Despite the great promises and the plentiful practical implications from the adoption of recent ML advances in the scientific domain of infectious diseases, there is an ongoing discussion among scientists of different disciplines related to the interpretability and explainability hurdles that stem from the deployment of complex ML solutions. On the one hand, a variety of ML algorithms has been proved to outperform traditional statistical modelling techniques in terms of performance. On the other hand, the black-box nature of these sophisticated approaches raises significant concerns on their practical utility, since the researchers are skeptical on trusting prediction mechanisms that lack transparency and explicit justification on how they end up into a specific decision. The above critical implications have led to the necessity of developing a suite of techniques belonging to the broader AI field, known as eXplainable Artificial Intelligence (XAI) that efficiently mitigate interpretability and explainability barriers without sacrificing performance aspects of opaque ML models (Arrieta et al., 2020).

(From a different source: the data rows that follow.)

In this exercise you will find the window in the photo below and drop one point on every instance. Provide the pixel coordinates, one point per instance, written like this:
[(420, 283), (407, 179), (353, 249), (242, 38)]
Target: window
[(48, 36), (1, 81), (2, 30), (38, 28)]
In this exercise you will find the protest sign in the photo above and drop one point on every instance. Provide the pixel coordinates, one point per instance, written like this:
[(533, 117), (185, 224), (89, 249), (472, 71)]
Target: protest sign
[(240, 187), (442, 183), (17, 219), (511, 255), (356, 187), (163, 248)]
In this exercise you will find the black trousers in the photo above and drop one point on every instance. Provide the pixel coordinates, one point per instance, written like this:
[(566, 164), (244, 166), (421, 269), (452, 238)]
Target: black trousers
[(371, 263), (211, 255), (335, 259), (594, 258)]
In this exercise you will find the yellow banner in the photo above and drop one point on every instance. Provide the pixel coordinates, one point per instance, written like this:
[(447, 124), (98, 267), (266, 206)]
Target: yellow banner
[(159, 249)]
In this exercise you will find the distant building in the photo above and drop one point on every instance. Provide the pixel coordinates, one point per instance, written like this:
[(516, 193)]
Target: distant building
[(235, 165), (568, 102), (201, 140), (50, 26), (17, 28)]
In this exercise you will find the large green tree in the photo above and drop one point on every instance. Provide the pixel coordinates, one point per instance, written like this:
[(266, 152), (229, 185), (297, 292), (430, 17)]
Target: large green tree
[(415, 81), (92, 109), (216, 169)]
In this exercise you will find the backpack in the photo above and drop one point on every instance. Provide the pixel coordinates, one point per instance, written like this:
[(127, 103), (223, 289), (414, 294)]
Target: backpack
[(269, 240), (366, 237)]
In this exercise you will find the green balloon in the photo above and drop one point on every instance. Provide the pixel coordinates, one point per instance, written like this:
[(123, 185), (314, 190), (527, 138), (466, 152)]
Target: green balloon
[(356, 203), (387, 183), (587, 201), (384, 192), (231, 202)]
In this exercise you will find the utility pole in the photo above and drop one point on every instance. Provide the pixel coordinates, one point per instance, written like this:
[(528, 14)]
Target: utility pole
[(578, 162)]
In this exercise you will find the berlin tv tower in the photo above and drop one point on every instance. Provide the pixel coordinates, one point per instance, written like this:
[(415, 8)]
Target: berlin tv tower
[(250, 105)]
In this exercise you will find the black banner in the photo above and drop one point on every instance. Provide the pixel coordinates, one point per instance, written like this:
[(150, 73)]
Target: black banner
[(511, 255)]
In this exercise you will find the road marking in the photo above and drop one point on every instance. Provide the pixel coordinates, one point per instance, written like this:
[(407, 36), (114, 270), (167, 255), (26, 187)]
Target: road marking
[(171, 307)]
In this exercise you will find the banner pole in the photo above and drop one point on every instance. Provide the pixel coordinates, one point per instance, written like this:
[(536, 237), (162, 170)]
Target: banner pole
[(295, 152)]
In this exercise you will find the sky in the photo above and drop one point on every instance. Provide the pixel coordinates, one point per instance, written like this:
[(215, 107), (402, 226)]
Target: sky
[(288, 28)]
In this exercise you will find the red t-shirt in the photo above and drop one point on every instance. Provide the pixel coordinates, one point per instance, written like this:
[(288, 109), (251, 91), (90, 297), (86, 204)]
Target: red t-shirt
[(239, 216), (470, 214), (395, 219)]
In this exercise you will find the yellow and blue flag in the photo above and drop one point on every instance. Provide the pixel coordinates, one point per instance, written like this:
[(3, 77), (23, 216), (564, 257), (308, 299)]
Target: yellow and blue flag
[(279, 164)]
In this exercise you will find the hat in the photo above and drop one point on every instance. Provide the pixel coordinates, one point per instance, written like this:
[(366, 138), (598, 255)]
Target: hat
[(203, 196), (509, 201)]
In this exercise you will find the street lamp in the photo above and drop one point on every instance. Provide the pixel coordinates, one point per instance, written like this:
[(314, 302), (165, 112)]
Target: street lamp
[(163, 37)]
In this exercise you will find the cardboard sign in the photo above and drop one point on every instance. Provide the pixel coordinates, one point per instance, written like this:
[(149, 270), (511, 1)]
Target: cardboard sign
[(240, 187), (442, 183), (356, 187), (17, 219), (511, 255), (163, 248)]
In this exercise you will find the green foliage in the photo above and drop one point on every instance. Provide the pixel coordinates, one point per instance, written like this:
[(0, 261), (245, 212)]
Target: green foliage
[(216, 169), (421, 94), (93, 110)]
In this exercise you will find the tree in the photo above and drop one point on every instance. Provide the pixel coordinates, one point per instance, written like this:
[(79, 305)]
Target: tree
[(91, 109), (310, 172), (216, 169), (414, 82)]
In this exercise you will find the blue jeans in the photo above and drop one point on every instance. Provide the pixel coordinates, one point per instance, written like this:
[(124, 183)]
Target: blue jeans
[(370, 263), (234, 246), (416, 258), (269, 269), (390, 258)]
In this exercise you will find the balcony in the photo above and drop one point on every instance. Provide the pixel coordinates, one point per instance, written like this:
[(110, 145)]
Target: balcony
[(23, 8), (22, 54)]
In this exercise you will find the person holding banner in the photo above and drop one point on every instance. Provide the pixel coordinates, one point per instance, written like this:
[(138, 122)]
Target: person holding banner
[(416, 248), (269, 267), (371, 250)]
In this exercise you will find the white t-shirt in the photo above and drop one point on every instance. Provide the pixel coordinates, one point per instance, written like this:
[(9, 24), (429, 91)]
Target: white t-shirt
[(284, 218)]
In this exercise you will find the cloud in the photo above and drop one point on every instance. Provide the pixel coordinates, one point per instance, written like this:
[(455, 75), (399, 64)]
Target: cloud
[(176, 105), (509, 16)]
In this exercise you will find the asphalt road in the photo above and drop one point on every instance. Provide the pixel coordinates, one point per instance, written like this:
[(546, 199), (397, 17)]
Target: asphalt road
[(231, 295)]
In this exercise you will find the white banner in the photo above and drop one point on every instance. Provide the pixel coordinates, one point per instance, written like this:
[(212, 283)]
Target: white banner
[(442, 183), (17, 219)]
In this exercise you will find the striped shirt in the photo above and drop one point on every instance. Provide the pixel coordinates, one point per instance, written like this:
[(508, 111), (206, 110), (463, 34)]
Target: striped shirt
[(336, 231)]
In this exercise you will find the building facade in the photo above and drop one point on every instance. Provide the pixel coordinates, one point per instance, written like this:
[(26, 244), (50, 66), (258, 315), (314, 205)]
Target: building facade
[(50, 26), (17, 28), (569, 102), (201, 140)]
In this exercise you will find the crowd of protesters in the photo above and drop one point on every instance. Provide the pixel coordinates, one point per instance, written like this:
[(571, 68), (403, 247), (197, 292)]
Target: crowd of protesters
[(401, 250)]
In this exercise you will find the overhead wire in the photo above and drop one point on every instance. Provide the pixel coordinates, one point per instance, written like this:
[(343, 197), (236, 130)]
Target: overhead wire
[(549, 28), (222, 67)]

Towards this direction, the current study aims at the development of an holistic approach that exploits ML advancements in order to provide empirical evidence related to the presence and contamination intensity with Cryptosporidium oocysts and Giardia cysts in water samples. More specifically, the goals of this study are: (g1) to introduce a generic meta-learner ML approach that decomposes the model building phase into a binary classification and a regression task, in order to uncover the complicated relationships between a set of microbiological, physicochemical and meteorological parameters and the two response variables (Cryptosporidium and Giardia (oo)cysts) in the presence of zero-inflated distributions, (g2) to conduct a benchmark experiment, so as to empirically investigate and compare the prediction capabilities of the state-of-the-art ML algorithms that can serve, in turn, as future candidates for the meta-learner approach into similar experimental studies and (g3) to leverage XAI techniques with a strong focus on providing explanations concerning the most critical markers and parameters that facilitate the decision-making process, and thus to increase the interpretability, trustworthiness and transparency of ML data-driven solutions and their practical implications to various stakeholders and policy-makers.